Jake Goldsborough

Contributing to the AWS Ruby SDK: When Documentation and Implementation Don't Match

Published August 23, 2025

4 min read

Tags: aws, ruby, oss

The Problem

I was working on some IAM role configuration at work when our Discourse deployment started failing with AWS credential errors. The error was frustrating because according to the AWS documentation, everything should have been working perfectly.

The deployment was trying to use credential_source = Environment in the AWS config, which is a standard approach documented in the AWS CLI guide. But for some reason, the Ruby SDK wasn't picking up the credentials.

The Investigation

Like any good debugging session, I started by tracing through the credential chain. The AWS Ruby SDK has a pretty clear credential resolution process, so I dug into the source code to see what was happening.

That's when I found something interesting: the AWS CLI documentation clearly shows Environment as a supported credential source, but when I looked at the Ruby SDK implementation, that option was completely missing.

Here are the docs

Here's what I found in the SDK:

case credential_source
  when 'Ec2InstanceMetadata'
    # ... implementation exists
  when 'EcsContainer'
    # ... implementation exists
  when 'Environment'
    # ... nothing here! end

The CLI supports it, the documentation says it should work, but the Ruby SDK just... doesn't implement it.

The Solution

This felt like a classic case where implementation lagged behind documentation. Since I needed this working for our deployment, I decided to contribute the missing functionality back to the project.

The fix was actually pretty straightforward once I understood the pattern:

when 'Environment'
  Aws::Credentials.new(
    ENV['AWS_ACCESS_KEY_ID'],
    ENV['AWS_SECRET_ACCESS_KEY'],
    ENV['AWS_SESSION_TOKEN']
  )

I added comprehensive tests to make sure it worked correctly and that I wasn't breaking any of the existing 20,000+ tests in the project.

The Contribution

https://github.com/aws/aws-sdk-ruby/pull/3283

Here's the thing - I don't really know Ruby that well. But the codebase was well-organized and the patterns were clear enough that I could understand what needed to happen.

I submitted the PR with:

The Response

The response from the AWS team was exactly what you hope for in open source:

"Hey, thanks for opening a PR. I agree that we should support this and I may make some changes to this PR as well."
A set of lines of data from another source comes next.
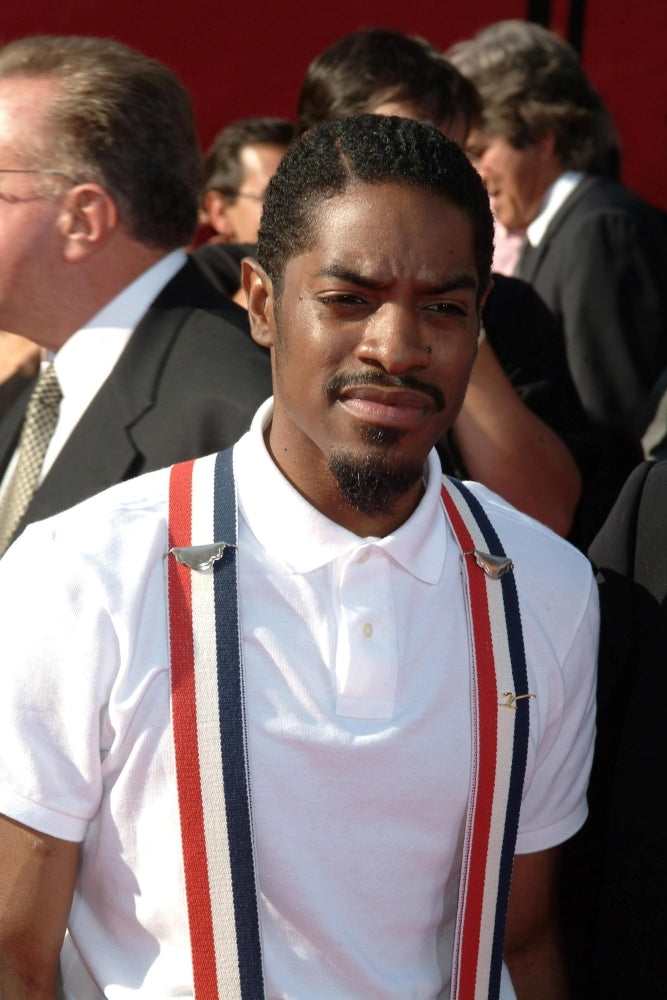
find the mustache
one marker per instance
(337, 383)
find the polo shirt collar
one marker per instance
(291, 529)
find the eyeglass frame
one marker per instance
(40, 170)
(227, 193)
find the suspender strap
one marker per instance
(212, 774)
(207, 700)
(500, 726)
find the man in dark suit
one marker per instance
(548, 152)
(99, 180)
(615, 883)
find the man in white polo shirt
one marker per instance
(354, 731)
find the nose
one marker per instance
(395, 341)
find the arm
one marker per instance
(37, 875)
(532, 937)
(508, 448)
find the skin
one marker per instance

That's maintainer gold right there - acknowledgment that the gap was real and willingness to collaborate on getting it merged.

What I Learned

This whole experience reinforced a few things for me:

Documentation gaps happen: Even in well-maintained projects like the AWS SDKs, there can be mismatches between what's documented and what's implemented.

Don't let unfamiliar languages stop you: I was able to contribute meaningfully to a Ruby project despite not being a Ruby developer. Good code organization and clear patterns make this possible.

Small changes can have big impact: This was maybe 10 lines of actual code, but it unblocked our deployment and will help other developers who hit the same issue.

The Bigger Picture

This kind of contribution is exactly why I love working as a generalist. Instead of saying "that's not my language" or "someone else should fix the AWS SDK," I could trace the problem to its source and ship a fix.

The best part? Our Discourse deployment should work now, and hopefully other developers won't hit this same roadblock in the future.

Update

Since writing this, the change has been expanded with additional tests and approved by the maintainers. It's really rewarding to see a small contribution grow into something that's now part of the SDK itself. This is a great reminder that even small fixes matter -- they can make life easier for the next developer who comes along.